Jack looked at him. “No. I am a monster, too, lad. I know that’s what you think of me.”
Grant held his gaze and did not deny it.
“Just as my kind will find you to be a monster,” added my grandfather in a soft voice. “You and Maxine, both.”
“So we’re all our worst enemies,” I muttered, sipping tea. “What’s your point?”
Jack looked at Zee again. “There is no such thing as true redemption. Even if, by some miracle, you find forgiveness in the eyes of others . . . you never forgive yourself.”
Grant slumped back in his chair. “Did you come up here to help or just make us all feel miserable?”
Jack walked to the bedroom door. “I came to deliver tea. And to tell you that some demons are downstairs, waiting to speak with you.”
CHAPTER 25
I
stopped at the foot of the stairs, staring at my mother’s living room, and felt my brain explode. The only way it could have gotten weirder would have been to find the demons in front of me sitting on the couch, sipping soda and watching television.
Actually, it
was
that weird.
Lord Ha’an sat on the floor, propped up against the front of the couch. He looked exhausted. His long fingers were covered in curling blades, strapped to his hands like gloves. Each serrated tip dripped with blood. All of him, bloody, as though he had splashed through buckets.

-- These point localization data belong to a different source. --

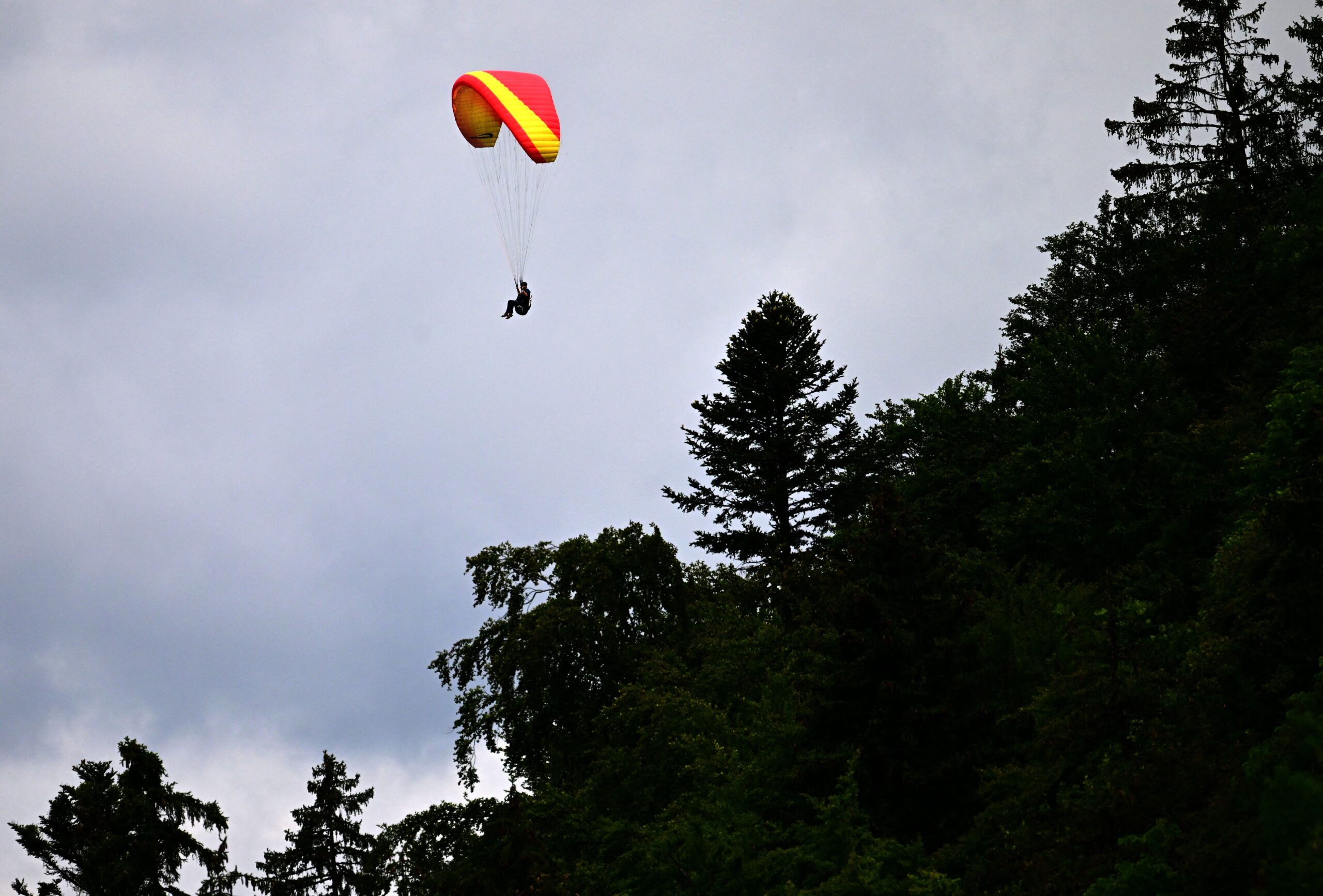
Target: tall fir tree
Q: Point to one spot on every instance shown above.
(125, 833)
(329, 853)
(776, 445)
(1223, 118)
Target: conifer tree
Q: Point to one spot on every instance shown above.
(773, 446)
(124, 833)
(1223, 117)
(329, 853)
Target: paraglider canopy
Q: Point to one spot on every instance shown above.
(511, 122)
(483, 101)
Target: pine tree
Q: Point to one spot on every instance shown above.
(774, 448)
(124, 833)
(329, 853)
(1223, 118)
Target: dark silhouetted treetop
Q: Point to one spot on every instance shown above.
(329, 853)
(126, 833)
(1223, 117)
(776, 444)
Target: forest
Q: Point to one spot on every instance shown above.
(1054, 629)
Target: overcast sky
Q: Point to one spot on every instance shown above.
(256, 400)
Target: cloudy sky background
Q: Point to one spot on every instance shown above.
(256, 401)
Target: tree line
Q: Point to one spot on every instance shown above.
(1055, 628)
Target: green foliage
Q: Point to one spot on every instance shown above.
(329, 853)
(1149, 875)
(1288, 772)
(776, 446)
(1216, 95)
(125, 831)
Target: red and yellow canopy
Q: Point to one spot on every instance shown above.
(483, 101)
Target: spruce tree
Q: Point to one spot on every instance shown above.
(124, 833)
(776, 445)
(1223, 118)
(329, 853)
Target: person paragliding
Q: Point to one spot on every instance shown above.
(521, 302)
(510, 121)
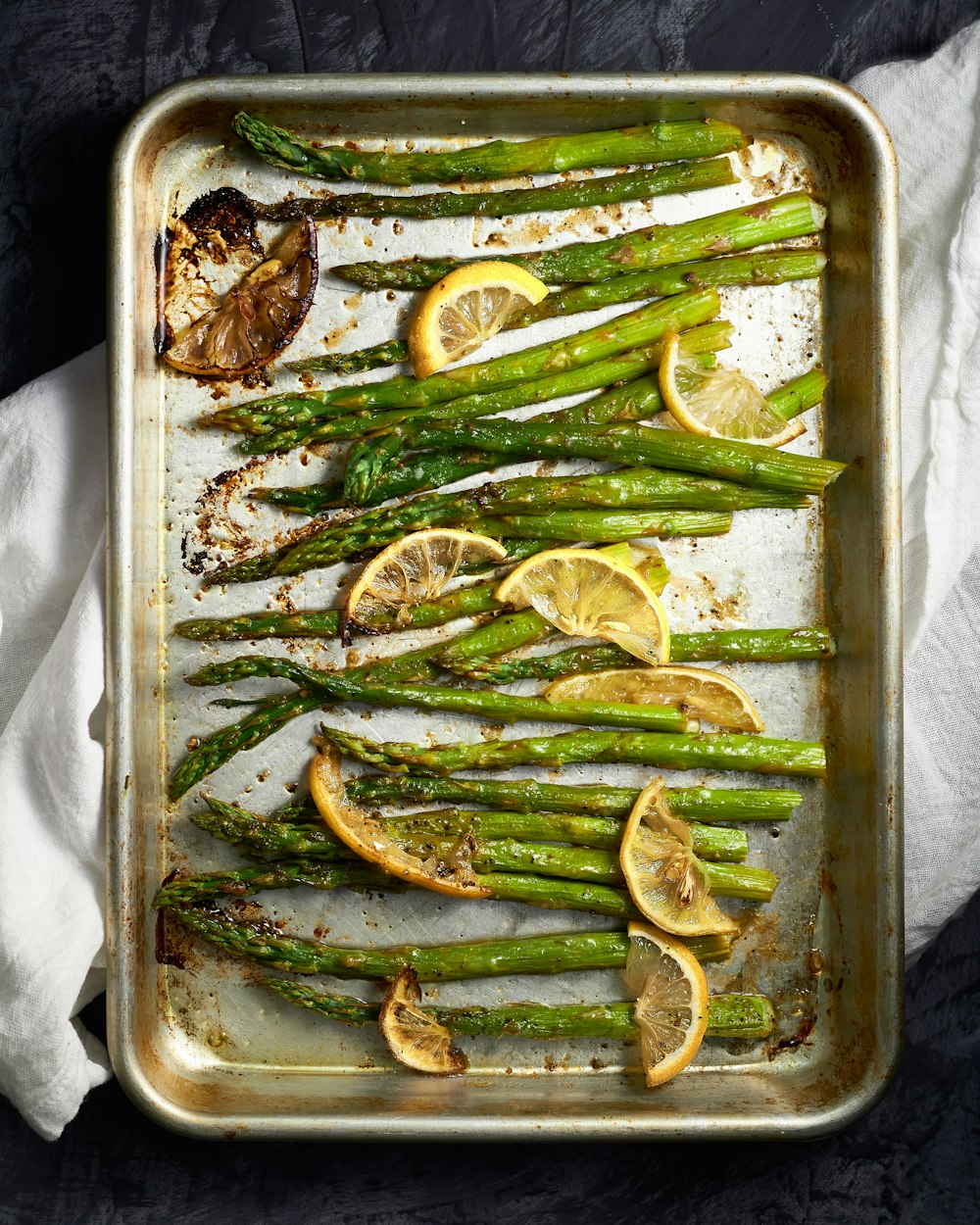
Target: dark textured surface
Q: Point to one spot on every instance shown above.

Some of that blood was his. I saw gashes in his side, across his chest—round holes that looked chewed through. His chest rose and fell with shallow breaths. His eyes were closed.
Beside him was Lord Oanu, also slathered in blood—fur sticky, armor scored with deep scratch marks. I watched him place an experimental paw on the couch cushion, and push down. His ears twitched. So did the tip of his tail. He was wounded: his flanks appeared gnawed on, as did his underbelly around the joints of his armor.